Portföy yaklaşımının gücü şuradan gelmektedir: Bu yaklaşım, pay, büyüme ya da pozisyon ve cazibeler gibi bir takım stratejik öneme sahip boyutlara karşı, iş, yatırım opsiyonları, öneriler ya da problemler gibi bir takım değerlerin ölçümünü sağlayacak metotlar sağlamaktadır. Zayıf yönleri ise: stratejik boyutların ne olduğunun bilinmesinde karşılaşılan güçlüklerle eldeki mevcutların daha geniş bir stratejik planlama sürecinin bir parçası olarak nasıl kullanılacağı konusunda belirsizliğin olmasından kaynaklanmaktadır.
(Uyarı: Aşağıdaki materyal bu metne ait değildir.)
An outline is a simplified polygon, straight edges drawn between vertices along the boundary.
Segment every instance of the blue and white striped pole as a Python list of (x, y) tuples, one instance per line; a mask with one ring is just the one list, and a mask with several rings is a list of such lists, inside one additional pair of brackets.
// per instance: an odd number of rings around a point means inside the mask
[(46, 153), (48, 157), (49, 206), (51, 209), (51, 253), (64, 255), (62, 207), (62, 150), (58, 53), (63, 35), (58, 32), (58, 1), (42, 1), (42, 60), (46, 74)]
Eğer portföy yaklaşımları politik ve sosyal faktörler de göz önünde bulundurularak biraz daha ılımlı hale getirilirse stratejik kararlar üretmek üzere kamu sektöründe de kullanılabilirler. Özellikle bunlar süreç yaklaşımlarıyla birleştirilerek kullanılacak olursa oldukça başarılı sonuçlar vermeleri mümkündür.
2.7.3. Tüm Çıkar Sahiplerini Göz Önünde Bulunduran Yönetim Yaklaşımı
“ Stakeholder Management Approach” olarak bilinen bu model Freeman’a göre şöyle anlatılmaktadır. Kurumsal strateji, çıkar sahipleri ile kendisi arasında köprü oluşturan bir kod olarak düşünülebilir. Çıkar sahibi kurumdan etkilenen ya da kurumun geleceğini etkileyebilecek herhangi bir grup ya da birey olup, müşteriler,
çalışanlar, mal sahipleri, malikler, hükümet, mali kuruluşlar vb. buna örnek olarak gösterilebilir. Kurumsal strateji ancak bu çakışan grupları tatmin etmekle etkili olabilir. Geleneksel özel sektör strateji modelleri sadece ekonomik aktörlerle ilgilenmiştir. Oysa değişen iş çevresinde diğer politik ve sosyal faktörleri de göz önünde bulundurmak gerekir (Bryson, 19890:32).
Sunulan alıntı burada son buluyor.